Les textes de chansons d’Ina Césaire, ceux de Joby Bernabé en créole ou français me réjouissaient aussi et je rêvais d’en faire autant. Et, de plus en plus, sentir l’âme du pays devenait capital!

J’ai vite compris que pour exceller en écriture, il fallait maîtriser convenablement le choix des mots, la façon originale d’aborder un thème, et qu’en plus, comme il fallait en faire des chansons, nous devions faire attention aux sonorités des mots qui allaient épouser les mélodies. Lorsque j’ai commencé à chanter et écrire, il était hors de question de devenir Brel ou Piaf, mais il était important que je tente de trouver comment dire mes mots pour qu’ils sonnent et résonnent, touchent et «ensouchent». Raconter mes histoires, nos histoires, notre histoire.
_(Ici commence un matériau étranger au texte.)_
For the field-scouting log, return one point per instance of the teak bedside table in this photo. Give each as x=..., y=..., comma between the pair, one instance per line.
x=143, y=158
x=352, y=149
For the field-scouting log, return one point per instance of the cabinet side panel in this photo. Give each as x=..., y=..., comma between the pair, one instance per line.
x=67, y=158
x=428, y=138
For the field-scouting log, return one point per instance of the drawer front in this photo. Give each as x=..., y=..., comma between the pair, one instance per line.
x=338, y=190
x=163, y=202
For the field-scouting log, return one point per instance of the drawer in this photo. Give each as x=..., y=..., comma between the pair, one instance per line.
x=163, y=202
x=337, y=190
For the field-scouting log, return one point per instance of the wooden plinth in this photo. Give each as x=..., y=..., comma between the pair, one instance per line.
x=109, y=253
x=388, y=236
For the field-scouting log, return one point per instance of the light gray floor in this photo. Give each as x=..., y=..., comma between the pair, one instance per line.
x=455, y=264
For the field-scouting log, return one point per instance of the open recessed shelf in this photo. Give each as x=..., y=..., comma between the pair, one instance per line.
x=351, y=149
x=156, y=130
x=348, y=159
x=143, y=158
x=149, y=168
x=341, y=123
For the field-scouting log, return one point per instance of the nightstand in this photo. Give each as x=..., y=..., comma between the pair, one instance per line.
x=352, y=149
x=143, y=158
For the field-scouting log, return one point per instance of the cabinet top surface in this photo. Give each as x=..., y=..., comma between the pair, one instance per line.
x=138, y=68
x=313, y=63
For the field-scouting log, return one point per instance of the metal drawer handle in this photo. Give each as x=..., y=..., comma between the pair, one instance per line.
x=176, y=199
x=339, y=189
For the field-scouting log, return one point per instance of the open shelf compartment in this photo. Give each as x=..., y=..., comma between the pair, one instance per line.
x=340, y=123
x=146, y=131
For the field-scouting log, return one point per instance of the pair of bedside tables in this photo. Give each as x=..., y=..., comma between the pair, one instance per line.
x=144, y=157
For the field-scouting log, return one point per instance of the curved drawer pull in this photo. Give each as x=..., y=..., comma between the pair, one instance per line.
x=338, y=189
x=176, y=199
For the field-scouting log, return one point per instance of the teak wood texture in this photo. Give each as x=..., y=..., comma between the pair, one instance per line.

J’avais 14 ans lorsque j’ai écrit mon premier texte, il rendait hommage aux marchandes de poisson, et plus exactement au "Balaou-bleu". J’étais fascinée par ces femmes qui portaient un gros panier sur leur tête depuis la ville et grimpaient le morne jusqu’à nous en hurlant "béléw-béléw", on les entendait de loin. Le texte était simple :

Gadé’y maché dan lari-a, anlè tet-li an go panyen,
Gadé’y maché dan lari-a, machann balaou blé,
I pa ni tan pou li pozé,
Balaou blé, i ka chayé,
Dé pié’y za fatidjé manmay,
Maché, maché….

et le refrain encore plus simple répétait leurs appels dans la rue: Bélé’w bélé’w bélé’w bélé’w…… quelques fois entrecoupé de Maché, maché, maché, maché…. Le second (enregistré cette fois) parlait de Ti-mal, ce jeune homme conscient de son identité, ne connaissant pas son père, mais sachant jouer du tambour. C’était sur une base reggae, musique de Curtis Louisar, fin des années 70, enregistré sur un disque d’Henry Gueydon. Lorsque je regarde ces deux textes de ma période, ante-Kassav, je souris. En fait, autour de moi, lorsqu’on parlait trop fort, on nous traitait de "machann-pwason"… et lorsqu’on parlait de tambour il s’agissait de "vié-neg". J’aurais pu être blasée, insouciante et me contenter de poésie… mais j’ai dû certainement intégrer, dès mon plus jeune âge, ce "nannan" transmis par ma mère et mes grands mères, qui me nourrira toute ma vie: les choses vraies de mon pays, de mon peuple.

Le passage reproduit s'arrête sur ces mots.